恋の駆け引きは向いてない。私は。



お互い様



はっと気づいたときには遅かった。
なぜかラウンジのソファで寝てしまっていて、目が覚めたら向かいのソファに彼がいたのだ。
そのまま起き上がってもよかった。けど薄目を開けたまま、なんとなくこのままでいたかった。
こうして少し離れたところから、見ていたかった。そんなのいつでもできるけど、彼の意識してない彼を見ていたかった。
今何時なんだろう。体を動かせば気づかれるし、どうしようもできない。
狭い視界に移る彼は雑誌を読んでいた。何の雑誌かはよく見えない。
手元には紙パックの牛乳と、ばりばりという音からおせんべい。牛乳とせんべいって・・・。
濃い蒼い瞳はゆっくりと活字を追っている。上から下に、時々左に。
それがどこまでも彼らしくてなんだかおかしい。ほほえましいというのが正解か。
幸せだなあ、なんか。こうしてそばにいられることが。二人きりってなんだか心地いい。彼が私を意識しなくても、だ。

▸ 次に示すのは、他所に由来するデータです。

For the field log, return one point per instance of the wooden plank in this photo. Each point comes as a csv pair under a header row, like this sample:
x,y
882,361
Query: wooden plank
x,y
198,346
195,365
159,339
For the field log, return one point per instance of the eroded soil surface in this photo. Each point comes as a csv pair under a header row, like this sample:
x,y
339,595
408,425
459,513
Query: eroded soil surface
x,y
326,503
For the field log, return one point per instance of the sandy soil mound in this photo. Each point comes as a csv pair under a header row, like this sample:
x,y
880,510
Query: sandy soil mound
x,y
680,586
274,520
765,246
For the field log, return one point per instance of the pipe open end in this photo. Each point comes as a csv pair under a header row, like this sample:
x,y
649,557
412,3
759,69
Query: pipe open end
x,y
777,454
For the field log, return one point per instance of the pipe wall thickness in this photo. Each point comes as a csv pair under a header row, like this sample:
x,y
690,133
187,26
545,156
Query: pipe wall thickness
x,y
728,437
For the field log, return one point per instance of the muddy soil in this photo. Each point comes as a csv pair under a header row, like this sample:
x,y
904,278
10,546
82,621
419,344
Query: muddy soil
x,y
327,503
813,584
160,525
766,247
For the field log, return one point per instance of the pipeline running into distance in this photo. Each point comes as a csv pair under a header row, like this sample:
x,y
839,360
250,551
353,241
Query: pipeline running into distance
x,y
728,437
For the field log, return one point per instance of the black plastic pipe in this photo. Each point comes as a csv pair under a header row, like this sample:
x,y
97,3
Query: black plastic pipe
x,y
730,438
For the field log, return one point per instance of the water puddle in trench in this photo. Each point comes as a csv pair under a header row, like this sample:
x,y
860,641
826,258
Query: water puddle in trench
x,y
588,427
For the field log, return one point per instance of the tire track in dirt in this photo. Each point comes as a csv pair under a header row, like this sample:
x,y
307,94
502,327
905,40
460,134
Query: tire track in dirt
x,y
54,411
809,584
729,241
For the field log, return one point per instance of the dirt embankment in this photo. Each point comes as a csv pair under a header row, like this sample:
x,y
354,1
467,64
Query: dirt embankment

ふと寒気を感じた。こんな時期に、こんな場所で制服で寝ていれば確かに体も冷える。
やばい。くしゃみ・・・!
「・・・くしゅっ」
我慢できなかった。湊は顔だけをこちらに向けたようだ。さっきまでは感じなかった視線を感じる・・・。
「ゆかり」
とりあえず、そのまま狸寝入りを続けてみた。
「起きてるんでしょ?ずっと」
まさかの言葉に思わず体を起こす。ずっと横になっていたせいか頭が重い。
「薄目開けて俺のこと見てた」
「ち、ちが」
「ゆかりが目閉じてる間は、俺もゆかりのこと見てたけど」
彼はそう言って少しだけ口の端を上げた。
笑ってるような笑ってないような微妙な変化。けれど私はこの変化に敏感だった。

「み、見てたって」
「主に足とかね」
「!!」
「ゆかりの生足じろじろ見れるチャンスだし」
「なっ」
「ごちそうさまでした」
ぱん、と両手を合わせて彼はうつむいた。
それは私に向けられているとも目の前のおせんべいに向けられているともわからない角度。
「さ、最低!」
「お互い様だよ」
「う」
「今日タルタロス人少ないから、覚悟しといて」
「えぇ!?」
「俺と順平と真田先輩だけだから」
「なら行かなくていいじゃん!」
「だめだよ。満月近いんだから。あ、二人とも帰ってきた」

彼はポケットに手を入れてソファから立ち上がる。
脇に置かれた雑誌は、私が置きっぱなしだったファッション雑誌だった。